Entonces, los gigantes hicieron una cuña entre los congregados y partieron a aquella última generación en dos, mientras se escuchaba al Hombre de la Síndone dirigirse al grupo, minoritario, situado a su derecha:

-Venid, benditos de mi padre, tomad posesión del Reino preparado para vosotros desde la Creación del Mundo, porque tuve hambre y me distéis de comer, tuve sed y me disteis de beber, era peregrino y me acogisteis, estaba desnudo y me vestisteis, enfermo y me visitasteis, en la cárcel y vinisteis a verme.

Mientras pronunciaba estas palabras los legionarios conducían a la minoría hacia la columna de agua situada a su izquierda.

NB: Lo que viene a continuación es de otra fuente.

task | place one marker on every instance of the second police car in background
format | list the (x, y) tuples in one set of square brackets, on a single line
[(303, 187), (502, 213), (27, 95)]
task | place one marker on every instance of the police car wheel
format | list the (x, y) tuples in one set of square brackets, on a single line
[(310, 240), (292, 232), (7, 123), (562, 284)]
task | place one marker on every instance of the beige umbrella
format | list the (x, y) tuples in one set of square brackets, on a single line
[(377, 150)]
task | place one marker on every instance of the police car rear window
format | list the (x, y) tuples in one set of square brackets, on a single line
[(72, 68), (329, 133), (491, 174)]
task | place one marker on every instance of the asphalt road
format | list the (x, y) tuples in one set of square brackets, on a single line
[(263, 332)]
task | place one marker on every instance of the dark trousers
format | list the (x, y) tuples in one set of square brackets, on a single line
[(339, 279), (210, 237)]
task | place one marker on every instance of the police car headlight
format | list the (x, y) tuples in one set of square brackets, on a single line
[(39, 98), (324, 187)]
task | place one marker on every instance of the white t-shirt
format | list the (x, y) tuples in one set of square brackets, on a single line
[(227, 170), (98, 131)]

Algunos se precipitaron sin dudar y traspasaron la pared antes de que todo el grupo de elegidos les siguiera.

Luego, el hombre de la túnica de dirigió a la mayoría situada a su izquierda, flanqueada por los gigantes, y exclamó:

-Apartaos de mí, malditos, al fuego eterno preparado para el diablo y sus ángeles, porque tuve hambre y no me disteis de comer, tuve sed y no me disteis de beber, era peregrino y no me acogisteis, estaba desnudo y no me vestisteis, enfermo y en la cárcel y no me visitasteis.

Algunos pedían explicaciones pero los más acataron la feroz sentencia con el fatalismo de quien se sabe concernido por algo mucho más grave que una celda: por la justicia misma. Era una condena que no se podía desobedecer. Además, los gigantes les empujaban hacia la segunda pared de agua, situada a su derecha.

No se resistieron. Antes al contrario, atravesaron la muralla acuosa con una expresión de terror, con la expresión fatal que deformaba sus rostros, pero empecinados en cumplir su destino, porque el tiempo de la providencia –es decir, el tiempo de lo mudable- había concluido.

No pude ver lo que había al otro lado, más allá de las dos murallas de agua, ni hacia el Reino ni hacia el averno. Tampoco era necesario. Bastaba con saber y yo ya sabía.